Anna stumbled suddenly, falling to her knees. Ulric came to the ground to support her as she leaned into his embrace.

"What's wrong?" he asked her.

Her eyes were bleary and her head began to roll around on her neck. A faint mewling sound escaped her lips and she collapsed in his arms.

"What happened to her!" Ulric shouted, cradling her motionless body.

Her bare chest showed no sign of breath.

[Closing. Old friend closed.]

"What are you talking about!"

[Help. Fix Broken.]

"What about her!"

With a sudden start, Anna drew a spasmodic breath. Her eyes fluttered open and she grabbed Ulric's arm.

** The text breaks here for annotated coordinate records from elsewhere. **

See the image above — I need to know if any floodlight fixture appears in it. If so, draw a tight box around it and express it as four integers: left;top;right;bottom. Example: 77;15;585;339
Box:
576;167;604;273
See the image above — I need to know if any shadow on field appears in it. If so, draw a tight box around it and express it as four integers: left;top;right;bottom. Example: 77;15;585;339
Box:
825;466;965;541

"I'm okay," she gasped. "It's okay. I'm okay."

"What happened?"

She shook her head.

"It's not important."

"The hell it isn't -"

"It was just, um," she looked aside as she stood up.

"Um?"

"An orgasm," she shrugged.

Ulric's eyebrows lowered. Anna shrugged again. Both turned to the Obelisk.

"How do we fix you?"

[Needed thing everywhere.]

"We've been over that," Ulric sighed. "What do you need?"

Thrumming again. It was trying to relate something to them that wasn't an abstract concept. "Broken" and "Fix" and "Friend" were easy concepts to shove into their heads. This was not.

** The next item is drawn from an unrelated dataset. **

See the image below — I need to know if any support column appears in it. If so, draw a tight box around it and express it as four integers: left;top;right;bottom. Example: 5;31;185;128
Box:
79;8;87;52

A picture of the planet appeared in their heads.

[Everywhere thing.]

The planet spun dizzyingly to the far side where there were no continents.

[Everywhere thing.]

Ulric pulled at his hair.

"I don't understand," he begged.

[Dying. Cold. No Time.]

"Do you need food?" he asked. "Are you out of fuel for your furnace? Is that why you're dying."

[No Hunger.]

The thrumming increased suddenly, vibrating the ground all around them.

[Thirst!]

"You're thirsty?"

[Thirst,] it announced with what they could only deduce was a sense of triumph.

"Water!" Anna shouted. "They need water."